So Vanilla

Viji: La recensione di “So Vanilla”

  • So Vanilla – Viji
  • 27 Ottobre 2023
  • ℗ Speedy Wunderground / [PIAS]

Il disco di debutto dell’artista Austro-brasiliana, ma di stanza a Londra, incrocia il bedroom pop ad un soft-rock vintage. Dopo essersi messa alle spalle due EP e diversi singoli, sotto l’etichetta Dirty Hit, ha trovato un posto sicuro nella Speedy Wunderground, etichetta discografica londinese di Dan Carey (Fontaines D.C., Squid, Black MIDI), per poter portare a termine il suo primo disco. “So Vanilla”, che prende il nome dalla stessa cantautrice, Vanilla Jenner, ha visto la luce per la prima volta circa un anno fa. È stato registrato prevalentemente nel sud di Londra e tutto il processo creativo, avvenuto sotto l’occhio vigile di Carey, è stato unico per ogni traccia di questo disco. 

I due hanno trovato il loro posto perfetto, una bolla d’arte in cui suonare e scrivere fino a tarda notte, da cui è emerso un miscuglio di suoni sporchi e atmosfere cupe. 

So Vanilla Viji

Ad aprire “So vanilla” è “Anything”, un’esplosione di suoni metallici synth vorticosi e la morbida voce della Jenner. Insieme ai riff squillanti del ritornello di “Down”, queste prime due tracce incarnano perfettamente un alt-rock anni ’90. Tra stratificazioni shoegaze, l’artista trova spazio per cenni di pop sperimentale. È proprio questo genere a contaminare la traccia successiva. “Sedative”, uscita come singolo lo scorso luglio, è più minimale. Le chitarre filtrate danzano su pattern ritmici pop, mentre la voce asciutta di Vanilla, si assottiglia. 
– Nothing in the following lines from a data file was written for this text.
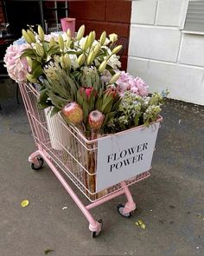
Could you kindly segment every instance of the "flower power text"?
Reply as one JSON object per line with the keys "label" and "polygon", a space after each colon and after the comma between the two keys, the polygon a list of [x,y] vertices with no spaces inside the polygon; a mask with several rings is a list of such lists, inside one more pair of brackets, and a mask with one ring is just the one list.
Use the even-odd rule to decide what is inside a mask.
{"label": "flower power text", "polygon": [[124,166],[135,164],[143,161],[143,151],[148,149],[148,142],[123,149],[118,153],[113,153],[107,156],[107,162],[111,163],[110,172],[119,170]]}

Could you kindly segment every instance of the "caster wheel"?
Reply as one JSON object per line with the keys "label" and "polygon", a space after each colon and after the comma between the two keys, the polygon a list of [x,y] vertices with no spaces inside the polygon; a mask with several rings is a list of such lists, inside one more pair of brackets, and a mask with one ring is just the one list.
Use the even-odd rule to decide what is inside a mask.
{"label": "caster wheel", "polygon": [[43,160],[43,158],[41,158],[41,157],[37,157],[37,161],[38,161],[38,163],[39,163],[39,165],[35,165],[35,163],[31,163],[31,165],[30,165],[30,167],[31,167],[31,168],[33,169],[33,170],[40,170],[41,167],[42,167],[42,166],[43,166],[43,164],[44,164],[44,160]]}
{"label": "caster wheel", "polygon": [[103,220],[100,219],[100,220],[98,220],[98,222],[100,224],[100,230],[99,232],[96,232],[96,231],[92,232],[92,237],[93,239],[97,238],[100,234],[101,230],[103,228]]}
{"label": "caster wheel", "polygon": [[131,213],[124,213],[124,204],[118,204],[117,206],[118,212],[119,213],[120,215],[122,215],[124,218],[130,218],[130,217],[131,217],[133,215],[134,211],[132,211]]}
C’è un motivo se l’approccio alla lavorazione del disco è stato unico per ogni traccia. È perché ogni traccia di “So Vanilla” è unica nel suo genere. “In Sundress In Pink” le distorsioni vengono relegate ai margini della traccia. Mentre il riverbero aumenta, tutte le stratificazioni scompaiono. “Blanket” mostra lo stesso modus operandi, ma questa volta anche l’arrangiamento e ridotto all’essenziale, trasformando la traccia in una midtempo cupa e contaminata dal grunge. 

In “Sharks” emergono influenze emo, mentre passo dopo passo le strutture di sintetizzatore assumono più importanza, raggiungendo il loro culmine in 1850. La traccia di chiusura, “Ambien”, erige un muro di chitarre cruncy che vanno e vengono a loro piacimento, mentre la voce leggera della Jenner balla sul charleston.

Viji è riuscita e miscelare in maniera perfetta un’ampia gamma sonora, creando un disco di debutto altamente sopra le aspettative, in cui ogni traccia è diversa a modo suo, ma senza mai risultare fuori posto all’interno del disco.